M’è toccato aprirle la porta. L’ho fatta entrare in fretta e poi mi sono guardata intorno. Sai mai che ci avesse viste qualcuno. La coluta, si sa, è sempre sola in casa.
Ma per fortuna era l’ora sbagliata per vedere qualcuno per strada. L’angusto vicolo, fatto di case basse e porticine al piano terra, solo da pochi minuti non era più esposto al sole mortale di luglio, e poteva essere nuovamente percorso. Cominciava il tardo pomeriggio e con lui le visite alla coluta; spesso fatte di nascosto, quando la maggior parte del paese ancora dormiva, stremata dalla controra. Mi spinsi con lo sguardo fino all’incrocio con via Filangieri. Tra le persiane socchiuse, di là dal balconcino di metallo, mi pareva di vedere il profilo della panciona di zio Genny, che rantolava nel sonno per via dell’enfisema. Fuori dalla sua porta, sulle scale, le cime dei cactus della cugina Annalena oscillavano delicatamente, dal che mi parve di capire che almeno un filo di vento stava tirando.
– Sofi’, tua madre ha sbagliato ancora la cremolata. Ma quando la imparerà?
– Nonna, va bene lo stesso, andremo a prendercela al bar in piazza.
Nonna mi ignorò e cominciò a ispezionare casa mia. Che poi fino a un mese prima era casa sua. Me l’aveva ceduta perché ormai avevo diciannove anni e la coluta doveva vivere per i fatti suoi, non con i genitori. Lei si era sistemata a casa nostra in via Ancinale, più precisamente nella mia ex-cameretta. Mamma e papà erano contenti fino a un certo punto, ma vuoi dire tu no a mia nonna? È stata la coluta di San Violento per cinquant’anni, e va dove le pare.
Ho fatto finta di non notarla mentre andava in giro per il bilocale di pietra dove ha vissuto tutta la vita. Ero in mutande e reggiseno, uscita ora dalla doccia, e mi sono infilata il suo completino nero a pois bianchi, perfetto per la primavera-estate 1945 (quando lo ha comprato, presumo). Ho socchiuso la porta di casa, appeso alla maniglia il tratto di corda e aperto la finestra accanto alla porta, chiudendo la tendina beige. La casa è a un piano solo e la finestra dà direttamente sul vicolo.
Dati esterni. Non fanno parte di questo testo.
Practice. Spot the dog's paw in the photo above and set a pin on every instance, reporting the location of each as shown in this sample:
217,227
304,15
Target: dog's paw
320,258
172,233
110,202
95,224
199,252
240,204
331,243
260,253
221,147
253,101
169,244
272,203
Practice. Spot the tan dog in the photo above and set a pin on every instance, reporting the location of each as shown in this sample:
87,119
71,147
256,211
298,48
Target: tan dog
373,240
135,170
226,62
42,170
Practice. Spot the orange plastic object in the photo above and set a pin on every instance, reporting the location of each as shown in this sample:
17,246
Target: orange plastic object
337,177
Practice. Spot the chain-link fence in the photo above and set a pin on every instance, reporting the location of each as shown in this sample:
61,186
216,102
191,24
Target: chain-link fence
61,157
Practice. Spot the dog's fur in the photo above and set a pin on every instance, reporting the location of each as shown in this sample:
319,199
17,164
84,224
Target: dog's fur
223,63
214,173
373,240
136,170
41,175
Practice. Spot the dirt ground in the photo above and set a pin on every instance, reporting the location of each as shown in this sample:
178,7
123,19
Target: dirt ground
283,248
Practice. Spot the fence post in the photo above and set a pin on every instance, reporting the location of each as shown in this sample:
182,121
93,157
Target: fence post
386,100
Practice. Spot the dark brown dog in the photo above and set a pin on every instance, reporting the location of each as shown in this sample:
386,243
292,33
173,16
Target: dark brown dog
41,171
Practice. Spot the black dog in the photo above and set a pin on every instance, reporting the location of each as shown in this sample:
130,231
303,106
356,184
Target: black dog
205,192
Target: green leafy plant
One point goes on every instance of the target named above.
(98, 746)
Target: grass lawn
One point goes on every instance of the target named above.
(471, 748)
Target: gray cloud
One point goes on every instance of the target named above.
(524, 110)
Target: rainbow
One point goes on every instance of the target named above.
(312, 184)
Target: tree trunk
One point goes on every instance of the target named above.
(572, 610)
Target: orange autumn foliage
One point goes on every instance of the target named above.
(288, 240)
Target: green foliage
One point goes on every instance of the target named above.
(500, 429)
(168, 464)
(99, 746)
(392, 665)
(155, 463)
Poi mi sono seduta sulla sedia dietro la finestra, in modo che chi guardava da fuori vedesse a malapena il mio profilo da dietro la tenda. Il tratto di corda sulla maniglia significa che la coluta è in casa e in ascolto; ma avverte di non entrare, perché se entri offendi la coluta e sei in suo potere.
– Il bacile è orientato male, sentenzia nonna.
Si riferisce al bacile d’oro dove ho versato l’acqua incantata ed il sangue.
– Nonna, è un oggetto rotondo. Come accidenti fa a essere orientato male?
– Deve essere al centro della stanza.
E lo sposta, spingendolo al centro del tavolo.
– E tira anche le altre tende, che sennò ti vedono in faccia.
– Ma nonna, fa caldo.
– Macché, con il completino sei leggerissima. Che è quella roba?
Indica una borsa di tela con dentro una decina di scatoline colorate.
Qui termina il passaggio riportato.